É uma porra ter um carro. Parece que, por ter conseguido dinheiro pra comprar um, a gente é obrigado a dar esmola em sinaleiras. Mesmo quando a gente não tem um puto. Todos os pedintes atacam tentando fazer a gente se sentir culpado por estar dentro de um carro. Claro que alguns conseguem ser piores que os outros. É o caso do caranguejo.
Com certeza o caranguejo teve uma paralisia cerebral no pós-parto. Ele tem o lado direito paralisado e anda meio que se arrastando. É o típico sujeito que a gente olha pela primeira vez, sente pena e tem vontade de ajudar. Mas só até ele chegar perto do carro.
Na primeira vez em que vi o caranguejo, dei a única moeda que eu tinha para ele: 25 centavos. Ele ficou fazendo uns barulhos e se agarrando na porta do carro. Queria mais dinheiro, mas os 25 centavos eram tudo o que eu podia dar. Não daria cinco reais, muito menos dez, que eram as notas que eu tinha na carteira. Era aquela moeda de 25 e pronto. Ele ficou resmungando agarrado no meu carro, o sinal abriu e o filho da puta continuava ali.
Pedi pra soltar, os outros carros buzinavam atrás, mas ele continuava gemendo e resmungando. Arranquei e ele continuou agarrado no carro até que aquela perna meio bamba não aguentou e ele caiu.
Fui para o trabalho com aquela imagem do sujeito doente se esparramando no chão. A imagem e a culpa. O tombo foi feio, ele devia ter se machucado muito. Passei o dia pensando naquilo e voltei pra casa por outro caminho. Não queria vê-lo de novo. Não queria que ele se agarrasse no meu carro outra vez.
Mudei o trajeto para ir e voltar do trabalho só para evitar de encontrar com o caranguejo. Mesmo assim, não conseguia esquecê-lo.
Lembrava tanto daquele sujeito que, certa manhã, depois de ver que algumas fatias de pão, iogurtes, queijos, requeijão e margarinas estavam prestes a estourar os prazos de validade, juntei tudo em uma sacola e fiz o velho caminho para o trabalho. Ia entregar tudo para o caranguejo.
Olhei de longe e não o encontrei na sinaleira. Quando parei nela, o caranguejo apareceu. Veio arrastando a perna e dizendo um monte de coisas que eu não conseguia entender. Peguei a sacola com as comidas e alcancei pra ele. O caranguejo olhou pra dentro, mexeu nas coisas e ficou falando umas coisas que eu não conseguia entender. Foi daí que se agarrou na porta do carro de novo.
- Moeda. Uma moeda, tio.
- Mas eu te dei um monte de comida, rapaz.
- Quero moeda. Pra comprar comida. Tenho fome.

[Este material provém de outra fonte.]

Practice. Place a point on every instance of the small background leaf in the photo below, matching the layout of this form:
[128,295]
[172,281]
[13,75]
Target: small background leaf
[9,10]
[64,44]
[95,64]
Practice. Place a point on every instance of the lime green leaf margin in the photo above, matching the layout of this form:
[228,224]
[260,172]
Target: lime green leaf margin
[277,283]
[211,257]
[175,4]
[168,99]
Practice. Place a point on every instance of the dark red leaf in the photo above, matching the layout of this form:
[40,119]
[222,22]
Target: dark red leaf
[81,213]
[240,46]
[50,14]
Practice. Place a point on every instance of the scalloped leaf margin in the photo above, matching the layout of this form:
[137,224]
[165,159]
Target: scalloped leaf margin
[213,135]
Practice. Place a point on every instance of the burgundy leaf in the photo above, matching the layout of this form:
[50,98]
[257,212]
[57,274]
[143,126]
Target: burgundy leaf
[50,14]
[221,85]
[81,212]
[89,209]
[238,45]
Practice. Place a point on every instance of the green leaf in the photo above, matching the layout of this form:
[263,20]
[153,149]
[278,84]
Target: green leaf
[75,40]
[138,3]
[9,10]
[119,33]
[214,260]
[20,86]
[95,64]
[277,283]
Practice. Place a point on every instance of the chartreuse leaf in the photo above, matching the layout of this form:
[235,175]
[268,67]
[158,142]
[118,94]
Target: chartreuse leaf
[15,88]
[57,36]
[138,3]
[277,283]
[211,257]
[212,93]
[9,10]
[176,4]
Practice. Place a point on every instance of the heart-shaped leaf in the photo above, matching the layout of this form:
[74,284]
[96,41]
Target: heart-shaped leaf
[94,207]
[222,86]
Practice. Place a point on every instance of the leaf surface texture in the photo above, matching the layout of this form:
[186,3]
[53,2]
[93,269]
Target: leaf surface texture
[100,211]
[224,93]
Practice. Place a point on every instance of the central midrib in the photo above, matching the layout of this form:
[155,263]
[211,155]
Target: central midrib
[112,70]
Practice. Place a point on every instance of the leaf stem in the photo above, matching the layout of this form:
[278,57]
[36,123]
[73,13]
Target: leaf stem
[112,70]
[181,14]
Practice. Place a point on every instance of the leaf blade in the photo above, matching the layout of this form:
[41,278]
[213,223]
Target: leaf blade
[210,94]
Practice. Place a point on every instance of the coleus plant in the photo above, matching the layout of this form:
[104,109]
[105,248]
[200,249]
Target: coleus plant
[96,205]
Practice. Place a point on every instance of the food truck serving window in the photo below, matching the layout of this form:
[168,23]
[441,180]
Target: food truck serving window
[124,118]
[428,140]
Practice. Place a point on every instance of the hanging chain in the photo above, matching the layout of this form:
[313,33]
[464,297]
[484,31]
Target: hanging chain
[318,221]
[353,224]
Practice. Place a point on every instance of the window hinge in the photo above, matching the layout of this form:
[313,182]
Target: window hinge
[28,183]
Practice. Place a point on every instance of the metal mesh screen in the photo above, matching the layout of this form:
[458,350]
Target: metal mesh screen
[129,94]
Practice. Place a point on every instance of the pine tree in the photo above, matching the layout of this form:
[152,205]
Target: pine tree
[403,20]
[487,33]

- Comida na sacola. Come o que tem na sacola.
- Não tem moeda?
- Não.
- Eu quero moeda. Dá moeda, tio.
A sinaleira abriu e o caranguejo estava agarrado no vidro do meu carro. Eu queria sair dali, mas não queria derrubá-lo de novo. Não queria machucar aquele sujeito que, definitivamente, não entendia nada de nada. Os carros atrás buzinavam. Quem conseguia sair pelo lado, passava me ofendendo – filho da puta, corno, barbeiro, sai da frente, palhaço, viado, careca.
Injustiça dupla. Eu tentei ajudar o sujeito e ele não entendeu. Eu não queria machucar o sujeito doente e todos os outros motoristas cagavam na minha cabeça.
Arranquei. O caranguejo não largou da porta do carro. Ele andou alguns passos até que a perna ruim falhou. Dessa vez ele continuou agarrado na porta e eu o arrastei por uns vinte ou trinta metros antes dele despencar no meio da rua.
Fiquei olhando pelo retrovisor e torcendo para que algum carro passasse por cima da cabeça dele. Pelo menos não teria que continuar fazendo o outro trajeto pra ir e vir do trabalho.